Pages that converted were up to 26% faster than those that did not
In a study that looked at billions of product pageviews on some of the best ecommerce sites online, one of the largest conversion factors was performance. They discovered that pages that converted were up to 26% faster than the site pages that saw low or no conversion. In practical terms, it’s the difference between pages that load in 3 seconds instead of 4. But that extra second can have a tremendous impact to your bottom line. This is even more important when mobile visitors arrive on site. Some sites are seeing up to 56% of their conversions come from mobile phones – where every second counts.
Just a 100-milisecond delay in load time hurt conversion rates by up to 7%
The number of third party scripts (like those provided by Facebook and Google) on an eCommerce store can number over 20. When combined with the fact that many small and medium online stores run on under-resourced hardware, the performance result can easily be measured in seconds. But even a page that loads 100 millisecond slower than another can hurt conversion by rates up to 7% (for mobile devices). As mentioned before, mobile users don’t and won’t handle slow performance and make up more than 50% of bounced sessions on eCommerce sites.
A two second delay in load time hurt bounce rates by up to 103%
A site’s bounce rate is determined by the traffic that arrives on a single page and then departs the site from the same page without visiting any other parts of the site. A person arrives and doesn’t peruse the site at all, they just leave – hence the use of the term “bounce.” Sites that took 2.7 seconds to load saw bounce rates, in one study, of 29%. When visitors experienced site performance of 700 milliseconds (2 seconds faster), the bounce rate dropped to 14.1%. That’s a difference of 103%. It won’t surprise you that the users most unwilling to explore an eCommerce site were those visiting on mobile phones.
A two second delay in load time on desktops decreased conversions by 36.5%
While we’ve highlighted how important performance is for mobile users, desktop users shouldn’t be ignored. Desktop shoppers, in one recent study, made up 55% of all eCommerce transactions – even if they made up only 35% of the traffic. This is why it’s so important to ensure that even desktop buyers experience a highly performant online store. Keeping the page load under 2 seconds (1.8s) made a massive difference compared to loading at almost 4 seconds (3.8s). A two second delay was found to decrease conversions by 36.5%.
Pages with the lowest bounce rates had start render times ranging from 0.9 to 1.5 seconds
The start render measurement is the time it takes for the user to see the first signs of a webpage. It is made up of the time it takes for your server to respond, the time it takes to process scripts in the HEAD of your page, and the initial page rendering. While paying attention to total load time is important, the start render measurement is the one that tells a user the page is there, that it’s loading. And when that takes too long, users leave. As you can see, optimizing this, so that your start render can be under 1.5 seconds will have an optimal benefit for your site’s bounce rate.

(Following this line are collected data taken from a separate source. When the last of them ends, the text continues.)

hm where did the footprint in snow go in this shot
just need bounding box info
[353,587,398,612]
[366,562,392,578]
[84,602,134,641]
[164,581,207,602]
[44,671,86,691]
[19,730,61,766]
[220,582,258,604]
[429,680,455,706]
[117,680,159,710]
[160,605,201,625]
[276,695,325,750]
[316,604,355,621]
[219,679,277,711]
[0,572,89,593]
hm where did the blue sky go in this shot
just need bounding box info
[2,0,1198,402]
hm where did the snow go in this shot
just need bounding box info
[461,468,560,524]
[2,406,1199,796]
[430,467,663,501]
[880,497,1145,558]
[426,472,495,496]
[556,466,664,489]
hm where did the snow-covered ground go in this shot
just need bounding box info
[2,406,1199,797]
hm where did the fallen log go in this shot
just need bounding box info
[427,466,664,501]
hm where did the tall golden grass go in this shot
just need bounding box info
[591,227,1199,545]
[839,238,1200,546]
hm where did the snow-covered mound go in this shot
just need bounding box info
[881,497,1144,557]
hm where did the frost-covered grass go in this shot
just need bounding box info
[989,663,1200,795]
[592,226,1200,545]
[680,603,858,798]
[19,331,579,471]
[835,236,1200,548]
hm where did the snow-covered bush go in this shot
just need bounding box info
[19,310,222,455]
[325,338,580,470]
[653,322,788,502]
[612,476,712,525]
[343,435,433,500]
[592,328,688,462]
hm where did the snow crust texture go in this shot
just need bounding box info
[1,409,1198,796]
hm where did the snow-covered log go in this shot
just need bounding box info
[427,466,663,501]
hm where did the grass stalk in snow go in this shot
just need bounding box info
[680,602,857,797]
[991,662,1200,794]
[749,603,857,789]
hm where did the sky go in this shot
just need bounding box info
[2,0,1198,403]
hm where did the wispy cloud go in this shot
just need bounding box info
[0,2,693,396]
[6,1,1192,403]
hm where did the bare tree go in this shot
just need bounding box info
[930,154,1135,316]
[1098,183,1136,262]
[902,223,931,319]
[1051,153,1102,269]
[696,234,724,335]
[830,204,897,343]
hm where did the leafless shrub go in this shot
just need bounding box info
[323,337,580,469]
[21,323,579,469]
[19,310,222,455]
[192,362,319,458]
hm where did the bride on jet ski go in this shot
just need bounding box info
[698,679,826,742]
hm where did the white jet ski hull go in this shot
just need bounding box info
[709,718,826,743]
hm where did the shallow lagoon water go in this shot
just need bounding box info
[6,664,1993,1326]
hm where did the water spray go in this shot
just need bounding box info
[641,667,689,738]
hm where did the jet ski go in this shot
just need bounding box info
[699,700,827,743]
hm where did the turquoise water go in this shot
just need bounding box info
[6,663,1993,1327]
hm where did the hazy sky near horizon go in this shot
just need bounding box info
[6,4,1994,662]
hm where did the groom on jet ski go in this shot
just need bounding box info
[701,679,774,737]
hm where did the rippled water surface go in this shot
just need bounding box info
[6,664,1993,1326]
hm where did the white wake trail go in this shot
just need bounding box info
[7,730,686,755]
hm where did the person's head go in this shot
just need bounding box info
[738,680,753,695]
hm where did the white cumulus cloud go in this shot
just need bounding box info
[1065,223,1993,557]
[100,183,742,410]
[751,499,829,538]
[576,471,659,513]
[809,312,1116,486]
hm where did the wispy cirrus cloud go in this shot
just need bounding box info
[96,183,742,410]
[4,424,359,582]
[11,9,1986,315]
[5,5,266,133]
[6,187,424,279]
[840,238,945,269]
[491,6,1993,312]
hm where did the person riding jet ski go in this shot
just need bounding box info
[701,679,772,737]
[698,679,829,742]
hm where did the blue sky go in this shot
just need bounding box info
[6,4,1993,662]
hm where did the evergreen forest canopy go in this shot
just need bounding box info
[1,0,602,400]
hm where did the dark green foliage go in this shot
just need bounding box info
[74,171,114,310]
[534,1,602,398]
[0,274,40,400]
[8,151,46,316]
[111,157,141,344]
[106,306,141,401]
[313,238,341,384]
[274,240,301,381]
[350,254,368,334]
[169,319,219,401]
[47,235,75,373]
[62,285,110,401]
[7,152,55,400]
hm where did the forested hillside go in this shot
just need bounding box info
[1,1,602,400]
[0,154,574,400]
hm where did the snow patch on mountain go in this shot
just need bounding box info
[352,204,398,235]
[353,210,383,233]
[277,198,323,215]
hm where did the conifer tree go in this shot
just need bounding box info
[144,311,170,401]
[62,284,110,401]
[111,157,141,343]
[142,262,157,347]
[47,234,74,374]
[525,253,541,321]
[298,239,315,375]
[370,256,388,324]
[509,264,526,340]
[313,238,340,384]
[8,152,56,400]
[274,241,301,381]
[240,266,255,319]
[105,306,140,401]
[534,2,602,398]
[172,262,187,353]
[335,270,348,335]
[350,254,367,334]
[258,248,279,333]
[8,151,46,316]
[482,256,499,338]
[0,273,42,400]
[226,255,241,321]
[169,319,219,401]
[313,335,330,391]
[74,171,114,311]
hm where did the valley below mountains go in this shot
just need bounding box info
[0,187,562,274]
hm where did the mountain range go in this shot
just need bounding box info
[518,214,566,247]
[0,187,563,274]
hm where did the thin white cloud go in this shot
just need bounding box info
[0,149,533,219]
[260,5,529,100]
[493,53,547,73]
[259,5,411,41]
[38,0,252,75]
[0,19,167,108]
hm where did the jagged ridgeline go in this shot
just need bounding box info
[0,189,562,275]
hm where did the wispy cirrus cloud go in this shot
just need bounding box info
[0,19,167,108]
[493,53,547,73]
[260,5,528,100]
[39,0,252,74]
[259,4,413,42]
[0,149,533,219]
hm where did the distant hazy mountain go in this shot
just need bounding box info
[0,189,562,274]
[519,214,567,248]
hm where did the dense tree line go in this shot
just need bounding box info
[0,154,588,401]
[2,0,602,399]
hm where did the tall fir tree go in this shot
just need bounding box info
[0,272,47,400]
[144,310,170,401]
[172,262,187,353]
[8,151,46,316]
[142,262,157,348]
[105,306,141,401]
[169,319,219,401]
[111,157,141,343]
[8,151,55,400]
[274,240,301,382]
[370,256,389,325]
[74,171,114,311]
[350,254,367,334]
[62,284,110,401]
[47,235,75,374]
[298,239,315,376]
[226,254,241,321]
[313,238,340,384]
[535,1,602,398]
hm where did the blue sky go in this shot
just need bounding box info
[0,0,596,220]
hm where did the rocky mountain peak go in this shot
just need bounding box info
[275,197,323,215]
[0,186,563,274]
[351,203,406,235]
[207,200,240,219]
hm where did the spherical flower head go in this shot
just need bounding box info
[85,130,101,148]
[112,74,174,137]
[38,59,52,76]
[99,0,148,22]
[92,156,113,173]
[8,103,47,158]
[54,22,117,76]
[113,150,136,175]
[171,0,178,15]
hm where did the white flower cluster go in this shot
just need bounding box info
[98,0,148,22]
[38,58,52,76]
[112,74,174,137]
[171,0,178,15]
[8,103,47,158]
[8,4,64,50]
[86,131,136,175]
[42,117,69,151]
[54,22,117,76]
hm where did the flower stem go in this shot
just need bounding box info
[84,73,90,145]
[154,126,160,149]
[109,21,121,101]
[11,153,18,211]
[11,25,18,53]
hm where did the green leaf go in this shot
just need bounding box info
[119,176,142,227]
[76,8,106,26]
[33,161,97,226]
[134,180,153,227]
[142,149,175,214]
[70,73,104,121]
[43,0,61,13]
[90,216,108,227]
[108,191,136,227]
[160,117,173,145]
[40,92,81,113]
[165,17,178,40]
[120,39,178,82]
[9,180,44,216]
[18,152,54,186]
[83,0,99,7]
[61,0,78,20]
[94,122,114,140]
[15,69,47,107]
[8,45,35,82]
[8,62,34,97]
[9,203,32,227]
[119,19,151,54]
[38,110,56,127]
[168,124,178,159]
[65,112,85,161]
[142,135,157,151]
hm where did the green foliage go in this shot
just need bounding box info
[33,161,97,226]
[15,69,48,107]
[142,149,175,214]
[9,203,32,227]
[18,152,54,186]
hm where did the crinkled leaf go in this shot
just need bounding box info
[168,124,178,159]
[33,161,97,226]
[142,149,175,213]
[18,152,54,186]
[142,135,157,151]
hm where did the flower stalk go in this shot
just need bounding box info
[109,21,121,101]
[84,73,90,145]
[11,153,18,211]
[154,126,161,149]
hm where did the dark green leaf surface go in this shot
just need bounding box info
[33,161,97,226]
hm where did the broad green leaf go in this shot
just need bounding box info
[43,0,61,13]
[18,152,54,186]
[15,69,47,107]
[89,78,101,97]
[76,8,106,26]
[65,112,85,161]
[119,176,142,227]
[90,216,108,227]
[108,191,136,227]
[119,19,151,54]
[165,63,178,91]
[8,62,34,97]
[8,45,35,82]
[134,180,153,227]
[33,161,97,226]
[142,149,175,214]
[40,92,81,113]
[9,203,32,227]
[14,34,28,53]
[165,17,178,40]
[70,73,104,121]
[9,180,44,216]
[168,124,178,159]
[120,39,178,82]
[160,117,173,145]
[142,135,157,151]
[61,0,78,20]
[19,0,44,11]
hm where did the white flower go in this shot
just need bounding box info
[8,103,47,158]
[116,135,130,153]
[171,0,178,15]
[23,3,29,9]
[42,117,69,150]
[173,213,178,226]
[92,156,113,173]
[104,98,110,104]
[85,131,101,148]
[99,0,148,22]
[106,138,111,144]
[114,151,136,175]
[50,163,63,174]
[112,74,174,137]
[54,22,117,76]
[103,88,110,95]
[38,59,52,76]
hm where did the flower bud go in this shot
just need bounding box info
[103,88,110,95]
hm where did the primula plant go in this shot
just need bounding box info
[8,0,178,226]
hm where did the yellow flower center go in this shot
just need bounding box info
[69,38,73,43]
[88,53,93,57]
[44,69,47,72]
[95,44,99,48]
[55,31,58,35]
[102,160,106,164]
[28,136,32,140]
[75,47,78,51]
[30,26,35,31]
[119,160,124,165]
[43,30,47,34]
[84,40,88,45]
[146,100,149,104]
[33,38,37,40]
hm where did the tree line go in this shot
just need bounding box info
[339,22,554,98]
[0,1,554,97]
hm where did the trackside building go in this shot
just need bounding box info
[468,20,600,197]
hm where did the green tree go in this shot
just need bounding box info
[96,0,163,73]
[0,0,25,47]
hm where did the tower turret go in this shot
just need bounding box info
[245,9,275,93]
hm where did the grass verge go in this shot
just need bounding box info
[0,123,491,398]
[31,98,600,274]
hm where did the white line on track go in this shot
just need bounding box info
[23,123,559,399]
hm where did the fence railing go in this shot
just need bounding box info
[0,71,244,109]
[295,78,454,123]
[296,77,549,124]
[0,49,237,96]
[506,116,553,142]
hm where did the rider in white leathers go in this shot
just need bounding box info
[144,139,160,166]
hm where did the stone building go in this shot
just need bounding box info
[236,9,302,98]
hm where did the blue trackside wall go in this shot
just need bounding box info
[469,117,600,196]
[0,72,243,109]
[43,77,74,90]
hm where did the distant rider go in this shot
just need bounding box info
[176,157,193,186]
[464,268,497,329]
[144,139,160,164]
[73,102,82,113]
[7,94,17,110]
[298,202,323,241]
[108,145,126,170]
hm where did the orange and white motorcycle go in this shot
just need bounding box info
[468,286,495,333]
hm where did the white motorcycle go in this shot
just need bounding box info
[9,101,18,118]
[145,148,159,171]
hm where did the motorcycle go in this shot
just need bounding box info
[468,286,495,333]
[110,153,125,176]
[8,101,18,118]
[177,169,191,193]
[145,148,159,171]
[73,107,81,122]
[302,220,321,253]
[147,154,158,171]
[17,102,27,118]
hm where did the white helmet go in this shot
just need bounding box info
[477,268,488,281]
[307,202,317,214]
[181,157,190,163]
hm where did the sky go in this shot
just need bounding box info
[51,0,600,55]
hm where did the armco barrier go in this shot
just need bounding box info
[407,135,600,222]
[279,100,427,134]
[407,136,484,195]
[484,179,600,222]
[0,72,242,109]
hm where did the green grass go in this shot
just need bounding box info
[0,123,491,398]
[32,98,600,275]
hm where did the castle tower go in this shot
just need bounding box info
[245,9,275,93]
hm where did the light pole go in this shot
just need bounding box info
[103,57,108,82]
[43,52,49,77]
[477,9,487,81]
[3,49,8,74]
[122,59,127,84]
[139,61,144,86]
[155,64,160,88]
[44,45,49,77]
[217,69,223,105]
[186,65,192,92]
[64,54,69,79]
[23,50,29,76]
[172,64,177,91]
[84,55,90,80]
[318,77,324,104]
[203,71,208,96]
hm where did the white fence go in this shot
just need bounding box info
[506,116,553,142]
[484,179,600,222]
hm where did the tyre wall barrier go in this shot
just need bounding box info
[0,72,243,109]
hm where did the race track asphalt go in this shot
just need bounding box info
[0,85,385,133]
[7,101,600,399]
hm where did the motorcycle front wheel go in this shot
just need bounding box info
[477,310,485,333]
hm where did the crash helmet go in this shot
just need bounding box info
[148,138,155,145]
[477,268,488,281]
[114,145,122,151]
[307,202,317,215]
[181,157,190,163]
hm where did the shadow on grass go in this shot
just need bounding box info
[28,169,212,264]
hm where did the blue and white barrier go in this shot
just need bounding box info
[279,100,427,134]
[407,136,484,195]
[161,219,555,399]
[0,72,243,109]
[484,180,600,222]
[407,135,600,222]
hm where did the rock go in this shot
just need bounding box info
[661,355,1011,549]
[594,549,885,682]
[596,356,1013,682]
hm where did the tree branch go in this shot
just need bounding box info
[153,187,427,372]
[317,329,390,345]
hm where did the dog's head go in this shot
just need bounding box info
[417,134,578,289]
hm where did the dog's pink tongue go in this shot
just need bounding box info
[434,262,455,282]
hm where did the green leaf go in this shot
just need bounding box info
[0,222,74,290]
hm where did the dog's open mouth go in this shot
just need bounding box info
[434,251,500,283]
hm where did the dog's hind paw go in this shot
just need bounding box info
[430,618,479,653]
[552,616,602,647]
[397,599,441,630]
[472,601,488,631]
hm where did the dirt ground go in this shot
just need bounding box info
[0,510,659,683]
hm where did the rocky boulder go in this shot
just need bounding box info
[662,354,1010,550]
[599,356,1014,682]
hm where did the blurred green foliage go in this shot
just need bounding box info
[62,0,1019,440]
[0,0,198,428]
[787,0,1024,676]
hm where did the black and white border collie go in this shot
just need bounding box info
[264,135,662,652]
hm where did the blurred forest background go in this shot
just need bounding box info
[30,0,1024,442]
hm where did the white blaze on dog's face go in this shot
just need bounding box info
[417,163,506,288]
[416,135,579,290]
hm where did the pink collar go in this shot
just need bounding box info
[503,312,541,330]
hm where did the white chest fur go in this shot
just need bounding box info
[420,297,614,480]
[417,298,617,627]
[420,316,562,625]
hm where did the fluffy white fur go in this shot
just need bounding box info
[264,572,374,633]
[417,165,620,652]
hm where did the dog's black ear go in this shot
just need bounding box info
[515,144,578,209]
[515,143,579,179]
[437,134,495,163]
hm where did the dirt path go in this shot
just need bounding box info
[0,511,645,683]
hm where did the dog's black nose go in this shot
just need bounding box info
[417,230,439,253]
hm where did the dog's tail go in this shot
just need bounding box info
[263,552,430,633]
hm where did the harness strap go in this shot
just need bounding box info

The three factors you need to pay attention to in order to compete with Amazon
As Akamai has said in a recent report, to stay competitive with Amazon, store owners need to understand, “how real users are experiencing your site, and how even small or intermittent slowdowns could be hurting your business.” As mentioned above, start render time is critical to your visitors. The best way to improve performance is to make sure your server is the fastest it can be. The second factor in performance for online stores is the use of intelligent caching and CDNs. If you can cache scripts and distribute the performance load, even 100 milliseconds will count. The third factor is real-time performance monitoring. The moment a site slows down, you need to know about it so you can take immediate action. Every second counts.